Más allá del sexo y el género.

La carne no es metafísica. La carne es historia y cultura. De manera que hay una historia política y material de la carne. Es en esa historia de tensiones y asimetrías, donde el cuerpo del macho fue el cuerpo de la especie hombre. El sometimiento autorizó la nihilización de la subjetividad femenina y la violación de su devaluado cuerpo.

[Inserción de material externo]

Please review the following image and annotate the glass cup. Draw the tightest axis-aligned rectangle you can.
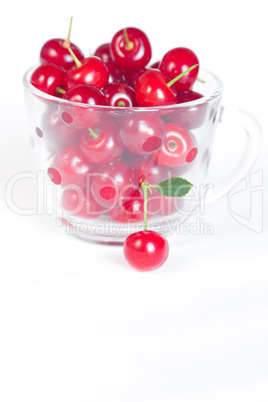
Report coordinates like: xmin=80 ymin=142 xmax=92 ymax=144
xmin=23 ymin=66 xmax=262 ymax=243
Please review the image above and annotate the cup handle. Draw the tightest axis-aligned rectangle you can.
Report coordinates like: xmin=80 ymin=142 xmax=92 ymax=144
xmin=205 ymin=106 xmax=262 ymax=204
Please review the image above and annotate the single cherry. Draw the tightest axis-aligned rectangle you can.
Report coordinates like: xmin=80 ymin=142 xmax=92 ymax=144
xmin=135 ymin=69 xmax=176 ymax=107
xmin=78 ymin=119 xmax=124 ymax=165
xmin=106 ymin=61 xmax=125 ymax=83
xmin=123 ymin=230 xmax=169 ymax=271
xmin=30 ymin=63 xmax=66 ymax=96
xmin=90 ymin=161 xmax=135 ymax=210
xmin=121 ymin=68 xmax=147 ymax=88
xmin=110 ymin=27 xmax=152 ymax=70
xmin=123 ymin=179 xmax=169 ymax=271
xmin=119 ymin=114 xmax=166 ymax=156
xmin=62 ymin=187 xmax=104 ymax=218
xmin=62 ymin=84 xmax=107 ymax=105
xmin=40 ymin=17 xmax=84 ymax=70
xmin=47 ymin=145 xmax=94 ymax=187
xmin=59 ymin=84 xmax=107 ymax=129
xmin=65 ymin=48 xmax=109 ymax=89
xmin=94 ymin=43 xmax=125 ymax=83
xmin=159 ymin=47 xmax=199 ymax=92
xmin=40 ymin=106 xmax=79 ymax=150
xmin=165 ymin=90 xmax=207 ymax=130
xmin=123 ymin=174 xmax=193 ymax=271
xmin=135 ymin=65 xmax=198 ymax=107
xmin=177 ymin=90 xmax=203 ymax=103
xmin=102 ymin=83 xmax=137 ymax=107
xmin=151 ymin=123 xmax=198 ymax=167
xmin=94 ymin=43 xmax=113 ymax=63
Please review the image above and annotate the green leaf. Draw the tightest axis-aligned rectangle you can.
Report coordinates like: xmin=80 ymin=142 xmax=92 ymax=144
xmin=154 ymin=177 xmax=193 ymax=197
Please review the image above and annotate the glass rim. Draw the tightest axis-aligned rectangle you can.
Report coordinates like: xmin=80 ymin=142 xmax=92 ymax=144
xmin=23 ymin=65 xmax=224 ymax=111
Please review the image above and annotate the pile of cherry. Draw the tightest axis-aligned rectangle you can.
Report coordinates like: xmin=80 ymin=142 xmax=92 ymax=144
xmin=30 ymin=19 xmax=203 ymax=271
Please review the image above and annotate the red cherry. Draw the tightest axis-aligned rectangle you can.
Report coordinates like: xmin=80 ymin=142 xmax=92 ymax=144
xmin=94 ymin=43 xmax=125 ymax=83
xmin=121 ymin=68 xmax=147 ymax=88
xmin=90 ymin=161 xmax=134 ymax=209
xmin=123 ymin=230 xmax=169 ymax=271
xmin=40 ymin=106 xmax=79 ymax=150
xmin=110 ymin=188 xmax=144 ymax=223
xmin=165 ymin=90 xmax=207 ymax=130
xmin=47 ymin=145 xmax=94 ymax=187
xmin=135 ymin=69 xmax=177 ymax=107
xmin=62 ymin=84 xmax=107 ymax=105
xmin=151 ymin=123 xmax=198 ymax=167
xmin=135 ymin=157 xmax=168 ymax=184
xmin=40 ymin=17 xmax=84 ymax=70
xmin=30 ymin=63 xmax=66 ymax=96
xmin=159 ymin=47 xmax=199 ymax=92
xmin=119 ymin=113 xmax=166 ymax=156
xmin=110 ymin=27 xmax=152 ymax=71
xmin=94 ymin=43 xmax=113 ymax=63
xmin=106 ymin=62 xmax=125 ymax=83
xmin=149 ymin=61 xmax=160 ymax=69
xmin=40 ymin=39 xmax=84 ymax=71
xmin=177 ymin=90 xmax=203 ymax=103
xmin=120 ymin=150 xmax=145 ymax=165
xmin=102 ymin=83 xmax=137 ymax=107
xmin=59 ymin=84 xmax=107 ymax=128
xmin=78 ymin=119 xmax=124 ymax=165
xmin=65 ymin=50 xmax=109 ymax=90
xmin=62 ymin=187 xmax=104 ymax=218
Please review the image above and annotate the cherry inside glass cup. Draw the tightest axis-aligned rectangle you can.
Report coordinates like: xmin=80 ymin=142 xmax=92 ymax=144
xmin=23 ymin=67 xmax=262 ymax=243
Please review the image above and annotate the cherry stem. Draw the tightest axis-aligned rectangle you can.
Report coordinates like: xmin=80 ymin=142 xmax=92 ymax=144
xmin=88 ymin=127 xmax=99 ymax=140
xmin=196 ymin=77 xmax=205 ymax=83
xmin=56 ymin=86 xmax=66 ymax=95
xmin=68 ymin=47 xmax=82 ymax=68
xmin=167 ymin=64 xmax=198 ymax=87
xmin=167 ymin=140 xmax=177 ymax=151
xmin=141 ymin=181 xmax=148 ymax=231
xmin=141 ymin=179 xmax=153 ymax=194
xmin=62 ymin=17 xmax=73 ymax=49
xmin=123 ymin=28 xmax=134 ymax=51
xmin=117 ymin=100 xmax=126 ymax=107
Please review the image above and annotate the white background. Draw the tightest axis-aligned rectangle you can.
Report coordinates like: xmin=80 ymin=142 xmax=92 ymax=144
xmin=1 ymin=1 xmax=268 ymax=401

Pero, para una ética erótica, la reescritura histórica tiene que partir de la reconfiguración ontológica de una especie llamada animal humano. En esa reescritura de la historia la carne, la piel, el cuerpo, la pasión, cobran una espesura antropológica diferente. Lejos de la metafísica, la carne es historia y cultura criticada desde el hedonismo, desde la indiferenciación del placer. Ni sexo ni género: sólo carne abierta a la aptitud del goce consentido, del goce convenido, del goce pactado, del goce ético. No hay ética en la negación de la animalidad cultural que nos constituye: la ética supone el ejercicio de la animalidad moral, animalidad a la que está condenada el animal artificial. Por eso no es la abstinencia, la autoflagelación, la neurosis la génesis de la moralidad humana, sino que la ella brota de la carne entregada a las múltiples formas de la pasión. La ética erótica es libertaria, es decir está desfondada o descalzada, no tiene un garante trascendente. La garantía es la perecedera carne, es la inmanencia de la vida, es la búsqueda amorosa de un goce que rechaza toda manifestación violenta y se levanta sobre el consentimiento mutuo.